I don’t remember much of my time couch-ridden, but it was interspersed with fits of unconsolable itching, oatmeal baths, bottles of lotion, and going to the ER at least once because of severe abdomen cramps somehow related to the chickenpox. To this day, 14 years later, I still have a crop circle of a welt over my left eyebrow. People have told me they were afraid to ask what it was.

Which is why when I read that anti-vaccination parents are attempting to give their kids the chickenpox as a means of protecting them from the virus as adults, without giving them the vaccine, which does exactly that, my eyes rolled into the back of my skull, and never rolled back out.

According to Quartz, Facebook pages of anti-vaxxer communities are seeing parents organizing “old-school ‘pox parties'” as a means of “vaccinating” their children without giving them the vaccination. The practice used to be common, until a vaccine for the disease became available in the 1990s. But that hasn’t stopped science-denying parents from attempting to arrange pox play dates to infect their children with the virus, which can be deadly.

Quartz mentioned one post in an “alternative-health” group, which read, “Could you help me with advice about relieving the symptoms of Chicken pox [sic]? Here in the US [chickenpox] vaccine is the norm so we have secret pox parties for our kiddos. I’m going to my first one tomorrow so want to get prepared.”

Quartz pointed out that Facebook has long-battled this small but vocal community of people who think that vaccinations are a detriment to a child’s health. According to a new working paper by the National Bureau of Economic Research, Facebook groups are like “anti-vaccination echo-chambers” in how posters share incorrect information about vaccines, then share that information outside the groups.

Facebook has told Quartz that this misleading information doesn’t go against the site’s community guidelines, but that “health-related content” on a newsfeed can be fact-checked and declared false.

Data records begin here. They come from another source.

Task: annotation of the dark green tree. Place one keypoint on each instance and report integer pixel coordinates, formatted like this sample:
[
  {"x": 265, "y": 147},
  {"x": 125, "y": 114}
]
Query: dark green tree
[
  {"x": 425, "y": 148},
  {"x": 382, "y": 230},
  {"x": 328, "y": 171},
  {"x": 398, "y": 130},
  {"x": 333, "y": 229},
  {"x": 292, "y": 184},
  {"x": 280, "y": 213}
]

This doesn’t apply to the Facebook groups, though the bureau report stated that Facebook’s banning of advertisements from fake news websites resulted in a dramatic drop of anti-vax content sharing.

But, ultimately, where Facebook fails to take responsibility, it is up to parents to wake the fuck up and stop treating their children’s schools as a charcuterie board of viruses. When you don’t vaccinate your kids, you’re putting all other kids at risk of contracting an easily-preventable virus, even if those kids are vaccinated themselves.

In North Carolina, a private school has been hit with the largest outbreak of chickenpox in the state in 20 years, with at least 36 known cases of the virus. The school, Asheville Waldorf, had the third highest rate of religious exemptions of any school in the state for the 2017-2018 school year.

Don’t expose other children to a possibly-fatal but completely treatable virus just because you don’t want to protect your own. Worst case scenario if you inoculate with the vaccine, your child will contract a mild version of the chicken pox and itch a little. Worst case scenario if you don’t, is literally death.